In terms of barriers, I would suggest – I think this is probably mutually agreed upon by everyone that we need to make sure that we’re compensating our patient partners appropriately and so to date that’s been really about expenses. I would argue again if we’re going to be examining this power differential, if we’re going to be really looking at the – valuing the knowledge and the wisdom that patients bring to the conversation and we know through evidence that there is knowledge and evidence that they’re bringing and it is shaping policy, programs, research, then we need to compensate for that and I don’t think we’ve come very far as an entire community about really valuing that from a compensation point of view and that’s challenging, right?
We’re in a state right now of fiscal restraint and resources are limited but if we’re truly going to be doing this work together and making sure that we have again diversity and equity – you’re going to be getting the same people who have the time, the availability and the resources to engage unless you’re actually starting to compensate for communities who might not have the time, the resources and the financial ability to participate. So it levels the playing field and it ensures that we’re getting diverse perspectives and that’s important especially in research.
And patients and families need to be included in what does that compensation look like and compensation can be applied as sort of a blank approach. It really has to be up to – it can be individualized. Some patients and families want to volunteer. They want to simply – they’re thankful to be at the table and this is their contribution. Others can’t effectively contribute unless they’re compensated. They’re taking time away from work. They’re taking time away from caregiving. And still others, we need to think about as I said earlier, about how do we compensate in a way that supports them. It might be offering respite. It might be offering transportation. It might be, you know, offering some sort of per diem.

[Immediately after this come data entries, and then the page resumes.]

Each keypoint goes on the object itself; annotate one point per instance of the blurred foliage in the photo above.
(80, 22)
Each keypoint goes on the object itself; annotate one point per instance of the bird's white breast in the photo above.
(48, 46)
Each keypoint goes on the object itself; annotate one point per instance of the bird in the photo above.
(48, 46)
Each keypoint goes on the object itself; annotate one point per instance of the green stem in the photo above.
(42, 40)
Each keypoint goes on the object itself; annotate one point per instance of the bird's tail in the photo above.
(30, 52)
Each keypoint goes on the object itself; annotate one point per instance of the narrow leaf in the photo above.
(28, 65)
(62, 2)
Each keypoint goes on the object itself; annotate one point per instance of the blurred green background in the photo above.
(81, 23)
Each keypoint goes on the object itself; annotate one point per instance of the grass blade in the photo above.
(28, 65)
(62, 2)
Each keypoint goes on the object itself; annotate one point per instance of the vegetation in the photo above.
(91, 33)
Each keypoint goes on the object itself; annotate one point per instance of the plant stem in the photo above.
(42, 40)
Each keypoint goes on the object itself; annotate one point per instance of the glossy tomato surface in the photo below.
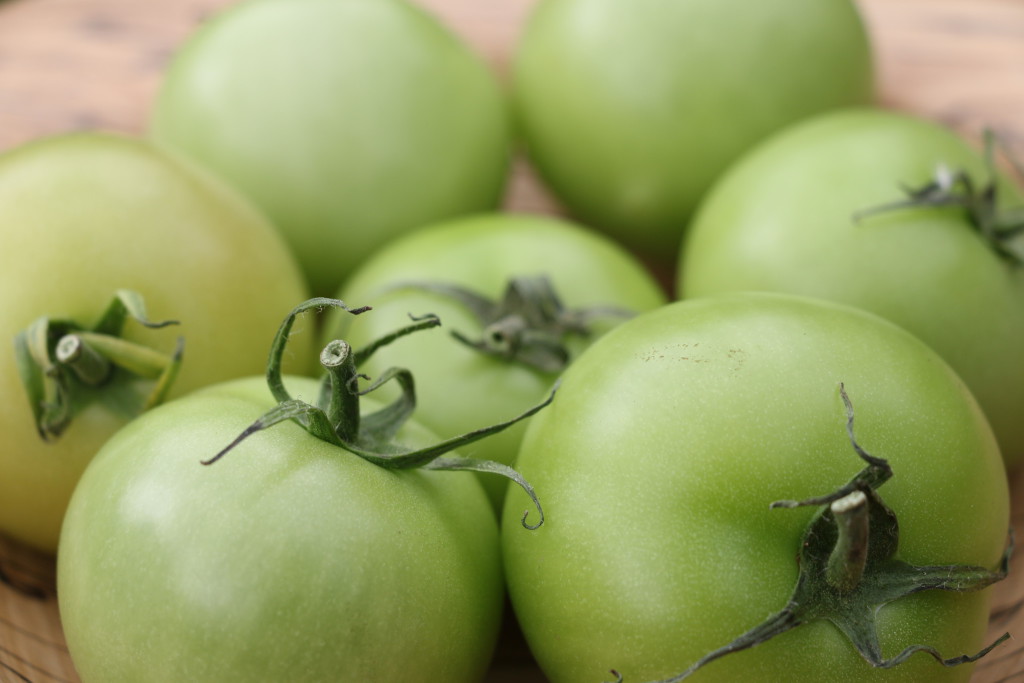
(84, 215)
(289, 559)
(459, 388)
(348, 122)
(630, 110)
(784, 219)
(656, 464)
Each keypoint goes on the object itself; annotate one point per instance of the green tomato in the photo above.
(84, 215)
(630, 110)
(665, 446)
(347, 122)
(784, 219)
(459, 387)
(289, 559)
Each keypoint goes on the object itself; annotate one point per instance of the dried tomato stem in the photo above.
(846, 564)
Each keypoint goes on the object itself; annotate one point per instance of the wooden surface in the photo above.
(68, 65)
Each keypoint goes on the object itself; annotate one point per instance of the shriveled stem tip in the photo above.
(846, 563)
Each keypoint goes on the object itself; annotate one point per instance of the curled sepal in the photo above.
(949, 187)
(849, 570)
(492, 467)
(336, 417)
(65, 367)
(527, 325)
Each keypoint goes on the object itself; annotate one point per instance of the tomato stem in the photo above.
(848, 570)
(64, 367)
(528, 325)
(90, 367)
(336, 418)
(343, 403)
(846, 563)
(999, 227)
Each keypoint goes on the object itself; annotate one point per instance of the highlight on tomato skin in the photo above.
(275, 527)
(891, 213)
(89, 221)
(671, 437)
(630, 111)
(461, 270)
(348, 123)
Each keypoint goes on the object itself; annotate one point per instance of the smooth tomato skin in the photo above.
(83, 215)
(658, 459)
(782, 220)
(629, 111)
(459, 388)
(288, 559)
(348, 123)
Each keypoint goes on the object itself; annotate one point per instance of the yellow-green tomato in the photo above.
(289, 559)
(794, 216)
(458, 387)
(658, 459)
(84, 215)
(348, 122)
(630, 110)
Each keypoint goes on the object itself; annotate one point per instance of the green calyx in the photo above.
(849, 570)
(528, 325)
(65, 367)
(1000, 228)
(336, 417)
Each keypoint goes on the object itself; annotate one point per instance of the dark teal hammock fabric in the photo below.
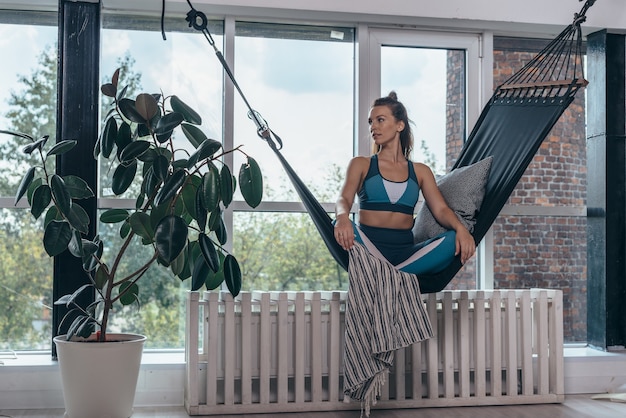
(511, 128)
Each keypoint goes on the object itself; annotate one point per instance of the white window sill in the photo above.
(32, 381)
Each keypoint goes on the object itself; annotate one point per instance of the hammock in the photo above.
(511, 128)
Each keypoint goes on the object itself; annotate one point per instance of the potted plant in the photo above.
(180, 194)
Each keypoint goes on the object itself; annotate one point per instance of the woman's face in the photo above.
(384, 127)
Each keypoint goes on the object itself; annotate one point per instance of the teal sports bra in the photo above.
(374, 194)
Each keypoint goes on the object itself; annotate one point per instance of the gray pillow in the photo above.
(463, 189)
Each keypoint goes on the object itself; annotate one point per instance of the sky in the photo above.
(304, 89)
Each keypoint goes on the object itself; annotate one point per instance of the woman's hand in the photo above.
(465, 245)
(344, 232)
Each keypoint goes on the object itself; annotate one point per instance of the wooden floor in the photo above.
(575, 406)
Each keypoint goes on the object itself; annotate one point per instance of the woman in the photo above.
(388, 185)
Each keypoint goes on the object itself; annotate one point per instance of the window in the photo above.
(27, 105)
(300, 78)
(183, 65)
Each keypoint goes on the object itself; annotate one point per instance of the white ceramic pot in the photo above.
(100, 379)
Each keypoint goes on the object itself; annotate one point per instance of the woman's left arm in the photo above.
(465, 244)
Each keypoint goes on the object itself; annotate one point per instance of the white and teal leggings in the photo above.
(396, 246)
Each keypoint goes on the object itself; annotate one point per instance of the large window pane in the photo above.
(27, 104)
(25, 283)
(284, 251)
(183, 65)
(431, 84)
(301, 79)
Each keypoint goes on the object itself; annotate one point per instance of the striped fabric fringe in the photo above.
(384, 312)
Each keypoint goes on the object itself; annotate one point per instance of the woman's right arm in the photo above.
(344, 233)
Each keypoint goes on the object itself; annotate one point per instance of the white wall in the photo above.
(503, 16)
(541, 17)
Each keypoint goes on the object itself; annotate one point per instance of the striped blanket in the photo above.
(384, 312)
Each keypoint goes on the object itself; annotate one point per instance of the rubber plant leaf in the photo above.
(146, 106)
(77, 187)
(75, 246)
(160, 166)
(129, 293)
(251, 182)
(108, 89)
(62, 147)
(201, 213)
(227, 186)
(102, 276)
(82, 327)
(133, 150)
(113, 216)
(215, 280)
(206, 149)
(168, 123)
(211, 188)
(91, 250)
(171, 186)
(188, 194)
(201, 271)
(209, 252)
(192, 253)
(193, 134)
(24, 184)
(170, 237)
(31, 189)
(56, 237)
(61, 195)
(52, 215)
(178, 265)
(129, 111)
(123, 177)
(78, 218)
(37, 145)
(188, 113)
(108, 137)
(140, 224)
(123, 138)
(232, 275)
(125, 229)
(42, 196)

I think there’s different models and different ways and that we have to individualize it to the needs of that patient partner.
Some patient partners are on disability and they can’t accept financial compensation, right? So there’s – but they could accept transportation and respite and … Yeah. There’s creative ways to do this.
Or some people feel that if they get compensated that they’ve then drunk the Kool-Aid and that they have to align themselves with, you know, either the findings of the researcher or the priorities that they’re setting and that they can’t be as objective or as much of a positive disruptor as they could be if they weren’t being compensated. I take issue with that because I’m on a payroll and I am definitely not someone who aligns myself necessarily with the views of the organization. I’m there as a positive disruptor and as an advisor.